"Could any one doubt it?" cried Gilbert, with enthusiasm. "Who was the Jo——" (he was on the brink of saying "Johnny") "g—gentleman of whom it was said: 'If you want to see his monument, look around'—Sir Christopher Wren, wasn't it? Well, I looked around as I came up the street!"

And Gilbert took in the whole front of the manse with his glance. It certainly was very pretty, covered from top to bottom with rambler roses and Virginia cress.

Gilbert entered, and as they passed in front of the minister's study door Miss Girnigo almost skittishly made a sign for silence, and Gilbert tip-toed past with an exaggeration of caution which made his companion laugh. They found themselves presently in the drawing-room, where again the flower-pots were everywhere, but specially banked round the oriel window. Gilbert named them one after the other like children at a baptism, with a sort of easy certainty and familiarity. His friend the nurseryman's clerk had not failed him. Miss Girnigo was delighted.

"Well," she said, "it is pleasant to have some one who knows Ceterach Officinarum from a kail-stock. We shall go botanising together!"

"Ye-es," said Gilbert, a little uncertainly, and with less enthusiasm than might have been expected.

"Good heavens," he was saying, "how shall I grind up the beastly thing if I have to live up to all this?"

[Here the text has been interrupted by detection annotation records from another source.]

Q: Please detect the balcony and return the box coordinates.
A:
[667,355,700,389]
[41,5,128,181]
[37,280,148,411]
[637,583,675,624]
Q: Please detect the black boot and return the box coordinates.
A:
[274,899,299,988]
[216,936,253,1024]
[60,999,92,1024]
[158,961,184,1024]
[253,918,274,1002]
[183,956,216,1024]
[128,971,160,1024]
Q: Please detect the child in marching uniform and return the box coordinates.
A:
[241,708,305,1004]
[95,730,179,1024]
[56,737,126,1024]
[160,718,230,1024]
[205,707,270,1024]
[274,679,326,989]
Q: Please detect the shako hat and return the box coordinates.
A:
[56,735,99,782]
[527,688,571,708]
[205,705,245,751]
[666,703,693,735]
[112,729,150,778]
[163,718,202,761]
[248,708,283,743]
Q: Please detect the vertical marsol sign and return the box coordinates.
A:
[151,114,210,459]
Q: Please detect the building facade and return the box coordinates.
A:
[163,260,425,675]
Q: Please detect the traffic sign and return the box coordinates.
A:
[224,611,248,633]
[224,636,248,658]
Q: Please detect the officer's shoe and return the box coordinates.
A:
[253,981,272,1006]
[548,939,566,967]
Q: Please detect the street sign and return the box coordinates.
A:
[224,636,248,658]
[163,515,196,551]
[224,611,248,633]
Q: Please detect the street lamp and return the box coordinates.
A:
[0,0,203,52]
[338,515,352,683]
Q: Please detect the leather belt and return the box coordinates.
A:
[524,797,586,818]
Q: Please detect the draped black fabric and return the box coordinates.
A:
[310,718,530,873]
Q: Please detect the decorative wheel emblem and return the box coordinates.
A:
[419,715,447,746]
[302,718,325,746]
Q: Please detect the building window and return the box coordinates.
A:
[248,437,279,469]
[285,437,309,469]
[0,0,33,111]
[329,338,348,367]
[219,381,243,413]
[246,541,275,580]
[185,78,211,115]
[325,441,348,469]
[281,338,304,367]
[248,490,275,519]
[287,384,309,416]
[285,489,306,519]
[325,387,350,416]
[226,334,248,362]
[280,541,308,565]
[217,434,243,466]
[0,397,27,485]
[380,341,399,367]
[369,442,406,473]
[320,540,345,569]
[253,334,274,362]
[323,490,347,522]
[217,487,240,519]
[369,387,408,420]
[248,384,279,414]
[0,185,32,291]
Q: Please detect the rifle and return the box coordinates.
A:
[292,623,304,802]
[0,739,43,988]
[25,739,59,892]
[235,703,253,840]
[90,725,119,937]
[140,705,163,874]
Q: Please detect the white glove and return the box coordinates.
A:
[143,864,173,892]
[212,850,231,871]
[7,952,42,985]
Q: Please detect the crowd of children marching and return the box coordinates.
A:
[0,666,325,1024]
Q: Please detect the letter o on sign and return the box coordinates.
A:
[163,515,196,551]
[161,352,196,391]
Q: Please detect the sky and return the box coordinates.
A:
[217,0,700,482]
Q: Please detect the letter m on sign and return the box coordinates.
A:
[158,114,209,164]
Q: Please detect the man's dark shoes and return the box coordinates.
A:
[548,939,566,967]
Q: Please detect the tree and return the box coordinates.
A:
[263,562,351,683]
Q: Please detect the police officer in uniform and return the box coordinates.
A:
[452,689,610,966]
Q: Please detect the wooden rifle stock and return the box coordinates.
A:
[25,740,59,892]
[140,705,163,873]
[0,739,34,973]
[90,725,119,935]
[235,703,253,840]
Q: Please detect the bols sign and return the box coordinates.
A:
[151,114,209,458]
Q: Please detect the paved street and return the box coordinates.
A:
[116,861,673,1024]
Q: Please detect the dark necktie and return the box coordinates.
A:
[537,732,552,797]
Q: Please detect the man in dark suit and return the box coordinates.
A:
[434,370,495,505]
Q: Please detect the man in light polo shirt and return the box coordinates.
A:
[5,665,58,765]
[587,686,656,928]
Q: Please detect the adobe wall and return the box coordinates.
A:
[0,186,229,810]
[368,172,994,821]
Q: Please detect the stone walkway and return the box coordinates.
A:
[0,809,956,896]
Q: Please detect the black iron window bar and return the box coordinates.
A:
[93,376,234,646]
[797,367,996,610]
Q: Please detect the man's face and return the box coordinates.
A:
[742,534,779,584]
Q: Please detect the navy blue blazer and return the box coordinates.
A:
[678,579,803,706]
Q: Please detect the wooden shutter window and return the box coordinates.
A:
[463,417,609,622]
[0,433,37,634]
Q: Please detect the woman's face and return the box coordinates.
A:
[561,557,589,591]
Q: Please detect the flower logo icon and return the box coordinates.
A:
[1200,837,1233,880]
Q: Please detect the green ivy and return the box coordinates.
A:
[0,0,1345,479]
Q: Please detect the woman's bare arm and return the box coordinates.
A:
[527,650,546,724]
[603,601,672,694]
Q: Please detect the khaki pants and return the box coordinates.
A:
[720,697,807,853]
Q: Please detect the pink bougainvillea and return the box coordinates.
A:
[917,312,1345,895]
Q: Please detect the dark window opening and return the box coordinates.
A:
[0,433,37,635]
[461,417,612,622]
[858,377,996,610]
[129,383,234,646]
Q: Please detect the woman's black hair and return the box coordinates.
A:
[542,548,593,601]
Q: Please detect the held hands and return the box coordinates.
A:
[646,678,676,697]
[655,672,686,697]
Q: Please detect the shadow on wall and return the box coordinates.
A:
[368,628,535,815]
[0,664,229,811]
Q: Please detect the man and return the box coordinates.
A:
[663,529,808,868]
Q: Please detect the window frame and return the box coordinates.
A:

But Miss Girnigo was in high good-humour, though her pleasure was sadly marred by the incipient cold in her head, which she was conscious prevented her from doing herself justice. At forty, eyes that water and a nose tipped with pink do not make for maiden beauty.

"I have a dreadful cold coming on, Mr. Denholm," she said; "I really am not fit to be seen. I wonder what I was thinking of to ask you in!"

"Try this," said Gilbert, pulling a kind of india-rubber puff-ball out of his pocket; "it is quite good. It makes you sneeze like the very—ahem—like anything. Stops a cold in no time—won't be happy till you get it!"

"I don't dare to—how does it work?" demurred Miss Girnigo.